I had this article in my head for ages, ever since I was in Laurieston Hall in September...
But time flies and I still haven't written it. In fact, I've written so very little these days, that I can probably count myself lucky that I managed to scribble some New Years Resolutions in my diary which scarily sounded like the ones from previous years - something about not procrastinating so much, being more organised, finally learning better time management and getting fitter. At least I scrapped the 'growing up' and 'being realistic & sensible' ones, because these in my view are only other names for 'functioning in somebody else's world'. Finally caught on to that one...
My own handspun yarn in 'sea colours'
So, what did I want to write about.. Oh yes, the worth of one's work. Let's take you back to a few late summer days in Laurieston Hall, a community in Scotland. I don't think I ever turn into a community or communal type, but I was impressed. Not just by the fabulous vegetarian food (which even thrilled the palate of a big baconface like me!), but by the way the community was run. They were so organised that the German in me was thrilled!
However, it wasn't in that horrible stick wielding kind of way many organisations operate, but in a much more meaningful way. People knew that they counted, and that their work counted. You were organised because you knew other people relied on you and your work, not because some mean boss would give you grief. I was on tidying up duty on two evenings of my stay and was amazed how easily I fitted into the routine (I even liked tidying!!!), but at the same time also knew that if I wasn't moving my butt, the stuff didn't get done - my input was needed, even if only for the two evenings I was on duty.

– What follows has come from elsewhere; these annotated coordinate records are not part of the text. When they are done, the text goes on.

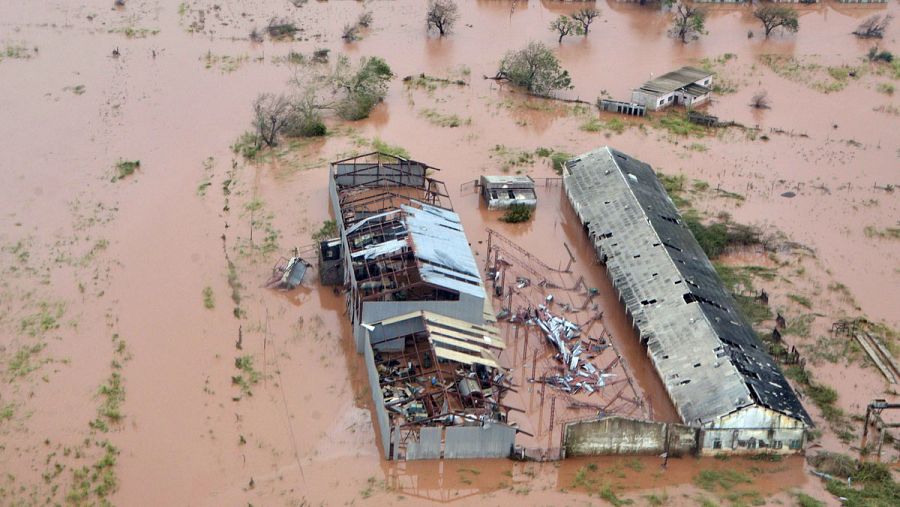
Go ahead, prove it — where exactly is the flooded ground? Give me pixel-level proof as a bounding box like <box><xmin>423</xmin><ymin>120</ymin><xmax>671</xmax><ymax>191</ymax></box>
<box><xmin>0</xmin><ymin>0</ymin><xmax>900</xmax><ymax>505</ymax></box>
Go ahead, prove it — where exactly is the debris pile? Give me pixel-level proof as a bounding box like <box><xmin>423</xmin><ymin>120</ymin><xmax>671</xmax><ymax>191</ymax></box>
<box><xmin>533</xmin><ymin>306</ymin><xmax>617</xmax><ymax>394</ymax></box>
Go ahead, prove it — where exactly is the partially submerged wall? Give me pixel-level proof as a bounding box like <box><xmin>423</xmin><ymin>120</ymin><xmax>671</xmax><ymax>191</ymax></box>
<box><xmin>563</xmin><ymin>416</ymin><xmax>697</xmax><ymax>458</ymax></box>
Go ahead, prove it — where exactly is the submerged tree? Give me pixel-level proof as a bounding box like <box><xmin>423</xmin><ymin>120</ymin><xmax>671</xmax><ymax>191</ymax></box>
<box><xmin>853</xmin><ymin>14</ymin><xmax>894</xmax><ymax>39</ymax></box>
<box><xmin>550</xmin><ymin>16</ymin><xmax>581</xmax><ymax>44</ymax></box>
<box><xmin>669</xmin><ymin>2</ymin><xmax>706</xmax><ymax>44</ymax></box>
<box><xmin>572</xmin><ymin>7</ymin><xmax>600</xmax><ymax>36</ymax></box>
<box><xmin>750</xmin><ymin>90</ymin><xmax>769</xmax><ymax>109</ymax></box>
<box><xmin>753</xmin><ymin>5</ymin><xmax>800</xmax><ymax>38</ymax></box>
<box><xmin>495</xmin><ymin>42</ymin><xmax>572</xmax><ymax>96</ymax></box>
<box><xmin>425</xmin><ymin>0</ymin><xmax>459</xmax><ymax>37</ymax></box>
<box><xmin>253</xmin><ymin>93</ymin><xmax>293</xmax><ymax>146</ymax></box>
<box><xmin>326</xmin><ymin>55</ymin><xmax>394</xmax><ymax>120</ymax></box>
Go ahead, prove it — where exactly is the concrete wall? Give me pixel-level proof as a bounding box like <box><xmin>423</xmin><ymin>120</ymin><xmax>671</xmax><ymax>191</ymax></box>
<box><xmin>700</xmin><ymin>405</ymin><xmax>806</xmax><ymax>455</ymax></box>
<box><xmin>563</xmin><ymin>416</ymin><xmax>697</xmax><ymax>458</ymax></box>
<box><xmin>331</xmin><ymin>164</ymin><xmax>426</xmax><ymax>187</ymax></box>
<box><xmin>363</xmin><ymin>332</ymin><xmax>391</xmax><ymax>459</ymax></box>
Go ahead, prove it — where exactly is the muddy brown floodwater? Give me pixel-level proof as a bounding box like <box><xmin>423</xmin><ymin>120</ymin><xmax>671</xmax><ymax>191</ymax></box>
<box><xmin>0</xmin><ymin>0</ymin><xmax>900</xmax><ymax>505</ymax></box>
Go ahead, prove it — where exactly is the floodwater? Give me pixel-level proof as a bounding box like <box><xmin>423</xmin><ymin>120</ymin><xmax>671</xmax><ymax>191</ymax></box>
<box><xmin>0</xmin><ymin>0</ymin><xmax>900</xmax><ymax>505</ymax></box>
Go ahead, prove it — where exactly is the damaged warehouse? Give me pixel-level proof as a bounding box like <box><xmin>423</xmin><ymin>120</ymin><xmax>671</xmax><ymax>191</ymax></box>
<box><xmin>563</xmin><ymin>147</ymin><xmax>812</xmax><ymax>454</ymax></box>
<box><xmin>329</xmin><ymin>153</ymin><xmax>516</xmax><ymax>460</ymax></box>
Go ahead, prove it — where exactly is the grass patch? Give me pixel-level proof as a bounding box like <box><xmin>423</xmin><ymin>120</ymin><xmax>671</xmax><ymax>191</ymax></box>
<box><xmin>6</xmin><ymin>343</ymin><xmax>47</xmax><ymax>381</ymax></box>
<box><xmin>312</xmin><ymin>220</ymin><xmax>337</xmax><ymax>243</ymax></box>
<box><xmin>112</xmin><ymin>160</ymin><xmax>141</xmax><ymax>182</ymax></box>
<box><xmin>694</xmin><ymin>469</ymin><xmax>753</xmax><ymax>491</ymax></box>
<box><xmin>231</xmin><ymin>130</ymin><xmax>262</xmax><ymax>160</ymax></box>
<box><xmin>203</xmin><ymin>286</ymin><xmax>216</xmax><ymax>310</ymax></box>
<box><xmin>419</xmin><ymin>109</ymin><xmax>472</xmax><ymax>128</ymax></box>
<box><xmin>863</xmin><ymin>225</ymin><xmax>900</xmax><ymax>239</ymax></box>
<box><xmin>655</xmin><ymin>111</ymin><xmax>706</xmax><ymax>137</ymax></box>
<box><xmin>231</xmin><ymin>354</ymin><xmax>261</xmax><ymax>396</ymax></box>
<box><xmin>788</xmin><ymin>294</ymin><xmax>812</xmax><ymax>309</ymax></box>
<box><xmin>369</xmin><ymin>137</ymin><xmax>409</xmax><ymax>159</ymax></box>
<box><xmin>500</xmin><ymin>204</ymin><xmax>534</xmax><ymax>224</ymax></box>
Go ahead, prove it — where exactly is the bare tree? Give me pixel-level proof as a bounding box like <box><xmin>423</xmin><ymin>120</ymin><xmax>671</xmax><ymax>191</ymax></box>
<box><xmin>492</xmin><ymin>42</ymin><xmax>572</xmax><ymax>97</ymax></box>
<box><xmin>253</xmin><ymin>93</ymin><xmax>293</xmax><ymax>146</ymax></box>
<box><xmin>669</xmin><ymin>2</ymin><xmax>706</xmax><ymax>44</ymax></box>
<box><xmin>572</xmin><ymin>7</ymin><xmax>600</xmax><ymax>37</ymax></box>
<box><xmin>341</xmin><ymin>23</ymin><xmax>359</xmax><ymax>42</ymax></box>
<box><xmin>550</xmin><ymin>16</ymin><xmax>581</xmax><ymax>44</ymax></box>
<box><xmin>853</xmin><ymin>14</ymin><xmax>894</xmax><ymax>39</ymax></box>
<box><xmin>750</xmin><ymin>90</ymin><xmax>770</xmax><ymax>109</ymax></box>
<box><xmin>753</xmin><ymin>5</ymin><xmax>800</xmax><ymax>38</ymax></box>
<box><xmin>356</xmin><ymin>11</ymin><xmax>373</xmax><ymax>28</ymax></box>
<box><xmin>425</xmin><ymin>0</ymin><xmax>459</xmax><ymax>37</ymax></box>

Another example, we spend an afternoon plaiting onions. Yes, plaiting onions! I've actually did write something about it at the time, and you can read it on the Etsy Ireland Team blog.
Onion plaiting was great fun, but also necessary work so that the onions could be properly stored for the winter. Again, your work counted - you were connected to the work and did it well because you knew it was necessary, rather than being bored, thinking of other things you could rather be doing, and feeling that you just couldn't be arsed. No cog in the wheel there.
And that's why I love crafts so much. Not only because I have to express my creativity somehow or else turn into a grumpy and foul-mooded individual who slurps coffee to stay awake, but also because you get a great sense of purpose and worth out of your work. You are connected to what you are doing and while you are doing it, it's important that you keep doing it, that you finish your creative work, because there is nobody else there to do it for you. You totally bring yourself into that process.
And if you sell it or give it to somebody as a gift, you have a feeling that this counts for somebody - that the ideas and hours you put into that piece has worth.
So when I sometimes want to give up running a small craft business, because I feel that I am not getting anywhere, I make no money from this and nobody gives a f... arthing for my work, I have to remind myself that it is worth something - and not just to myself. In a world where everything is mass produced and doesn't have much worth, crafts do, because they have meaning. We might have to convince more people of its worth, but it is worth...a lot.